One of the most common tensions concerns creation theology and soteriology.
In many conceptions of soteriology, because of the fall creation is a ruin. Nothing "good" remains in the world, or in us. Consequently, grace comes to us soteriologically, in Jesus' death, burial, and resurrection.
However, many struggle with this view of the situation, especially when it is framed in the terms of penal substitutionary atonement. There is a desire to see goodness in creation and in ourselves. Consequently, creation theologies have proliferated which see creation and ourselves as primordially blessed and graced, in a way that the fall does not wholly eclipse.
There is much to applaud in these creation theologies. And yet, it needs to be noted that the more grace your creation theology carries the less grace will be carried by your soteriology. To take an extreme example, but a very common one, if everything and everyone in the world is already "graced" and "blessed," already "saved" as it were, then you end up struggling to articulate why Jesus died on the cross. If your creation theology declares that nothing was ever lost, you don't need to describe why anything needs being saved.
Basically, when grace gets front-loaded in your creation theology, Jesus' death on the cross becomes superfluous and irrelevant. Creation theology carries the weight of grace rather than soteriology. To be created is to be already "saved."

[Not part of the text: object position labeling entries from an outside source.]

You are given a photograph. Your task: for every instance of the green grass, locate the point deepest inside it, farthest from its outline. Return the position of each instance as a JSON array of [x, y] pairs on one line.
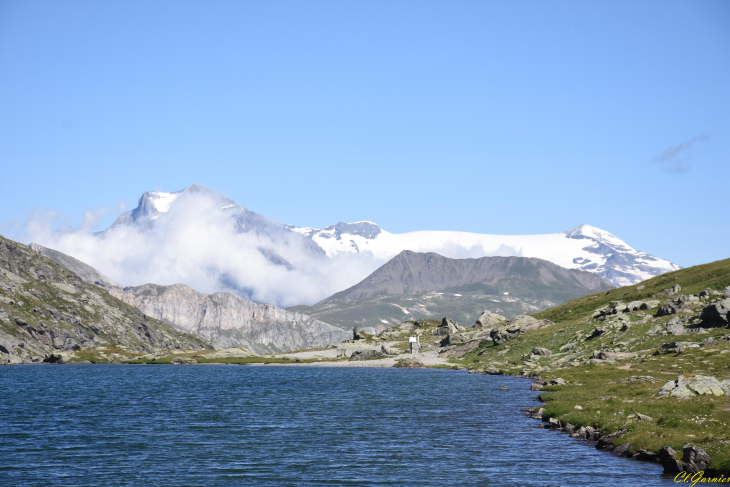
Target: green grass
[[608, 400]]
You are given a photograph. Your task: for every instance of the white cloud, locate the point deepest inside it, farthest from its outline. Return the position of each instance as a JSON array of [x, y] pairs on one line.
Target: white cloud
[[198, 244]]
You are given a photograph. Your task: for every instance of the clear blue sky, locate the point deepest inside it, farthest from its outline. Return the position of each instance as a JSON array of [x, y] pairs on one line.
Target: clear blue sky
[[493, 117]]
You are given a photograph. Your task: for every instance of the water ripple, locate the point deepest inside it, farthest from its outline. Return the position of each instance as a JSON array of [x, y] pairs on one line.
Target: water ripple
[[288, 426]]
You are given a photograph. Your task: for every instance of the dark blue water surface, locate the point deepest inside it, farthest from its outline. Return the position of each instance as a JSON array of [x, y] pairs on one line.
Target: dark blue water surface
[[244, 425]]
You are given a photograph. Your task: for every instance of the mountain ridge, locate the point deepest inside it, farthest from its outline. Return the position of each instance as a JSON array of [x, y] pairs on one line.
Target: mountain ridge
[[426, 285]]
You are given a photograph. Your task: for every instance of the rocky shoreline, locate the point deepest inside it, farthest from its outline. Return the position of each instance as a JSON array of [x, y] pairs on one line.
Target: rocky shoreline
[[694, 459]]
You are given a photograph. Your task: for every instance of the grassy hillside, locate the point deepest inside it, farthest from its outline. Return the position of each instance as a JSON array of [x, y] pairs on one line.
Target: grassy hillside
[[613, 366], [47, 313]]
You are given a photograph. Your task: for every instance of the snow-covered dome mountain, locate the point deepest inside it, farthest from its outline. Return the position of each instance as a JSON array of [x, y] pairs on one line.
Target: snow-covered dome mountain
[[584, 247]]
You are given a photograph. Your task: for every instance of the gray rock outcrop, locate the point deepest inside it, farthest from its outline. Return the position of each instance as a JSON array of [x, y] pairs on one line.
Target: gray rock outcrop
[[47, 313], [516, 326], [717, 313], [698, 385], [448, 327], [488, 319], [228, 320]]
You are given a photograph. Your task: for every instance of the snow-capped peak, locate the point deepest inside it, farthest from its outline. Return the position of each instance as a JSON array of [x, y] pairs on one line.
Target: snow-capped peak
[[584, 247], [162, 201], [594, 233]]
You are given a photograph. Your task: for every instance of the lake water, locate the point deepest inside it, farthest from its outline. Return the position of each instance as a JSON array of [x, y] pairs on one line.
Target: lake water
[[281, 426]]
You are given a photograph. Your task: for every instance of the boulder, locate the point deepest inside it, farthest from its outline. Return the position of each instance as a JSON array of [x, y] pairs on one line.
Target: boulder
[[516, 326], [606, 355], [649, 305], [409, 363], [541, 352], [717, 314], [459, 352], [605, 442], [389, 350], [666, 309], [452, 339], [647, 456], [698, 385], [671, 465], [623, 450], [488, 319], [447, 327], [676, 329], [365, 355], [54, 359], [695, 458], [674, 347]]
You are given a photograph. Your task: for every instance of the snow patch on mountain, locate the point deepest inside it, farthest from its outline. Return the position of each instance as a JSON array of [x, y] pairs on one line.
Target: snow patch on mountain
[[584, 247]]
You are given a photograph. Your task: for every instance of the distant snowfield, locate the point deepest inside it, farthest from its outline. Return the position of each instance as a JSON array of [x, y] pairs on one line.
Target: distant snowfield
[[584, 247], [201, 238]]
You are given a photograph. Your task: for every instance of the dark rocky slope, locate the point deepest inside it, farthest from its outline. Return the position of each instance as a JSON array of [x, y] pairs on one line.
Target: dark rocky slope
[[48, 313]]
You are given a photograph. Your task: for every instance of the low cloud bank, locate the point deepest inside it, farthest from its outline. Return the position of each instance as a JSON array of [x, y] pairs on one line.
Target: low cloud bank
[[199, 244]]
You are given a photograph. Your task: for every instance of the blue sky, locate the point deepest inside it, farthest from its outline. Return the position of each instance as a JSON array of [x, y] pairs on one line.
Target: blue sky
[[491, 117]]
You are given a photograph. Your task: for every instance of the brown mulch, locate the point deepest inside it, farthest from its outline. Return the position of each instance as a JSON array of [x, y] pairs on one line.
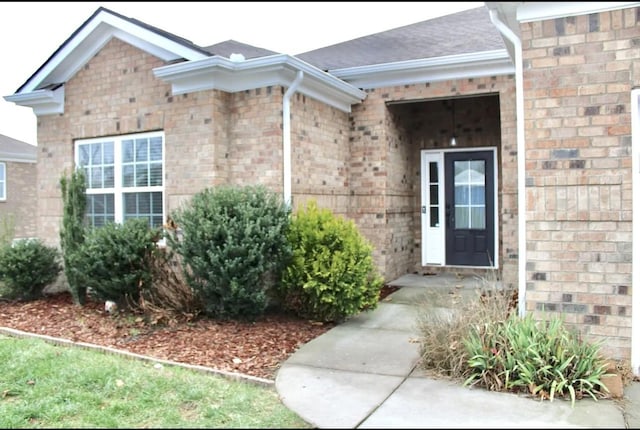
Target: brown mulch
[[251, 348]]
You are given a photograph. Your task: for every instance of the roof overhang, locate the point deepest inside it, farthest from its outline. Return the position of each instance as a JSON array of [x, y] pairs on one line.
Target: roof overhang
[[223, 74], [464, 66], [85, 43], [539, 11]]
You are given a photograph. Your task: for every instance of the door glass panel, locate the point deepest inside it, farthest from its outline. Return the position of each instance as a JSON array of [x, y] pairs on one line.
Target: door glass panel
[[434, 188], [469, 194]]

In noting all this I am not offering a judgment. I am simply making an observation to alert you to an oft unnoticed tension. I think there are a lot of good things about front-loading grace in your creation theology. It creates a positive and optimistic view of the world. And there's a lot to love about that posture. But you need to be aware of the downstream impact of how this front-loading of grace affects your view of the atonement. Maybe you don't need Jesus in your Christianity, but a lot of us do. Consequently, some of us will attend to these tensions, desirous to hold optimistic views of a blessed and very good creation, but also keen to confess that the world was saved by the work of Christ on Good Friday and Easter Sunday.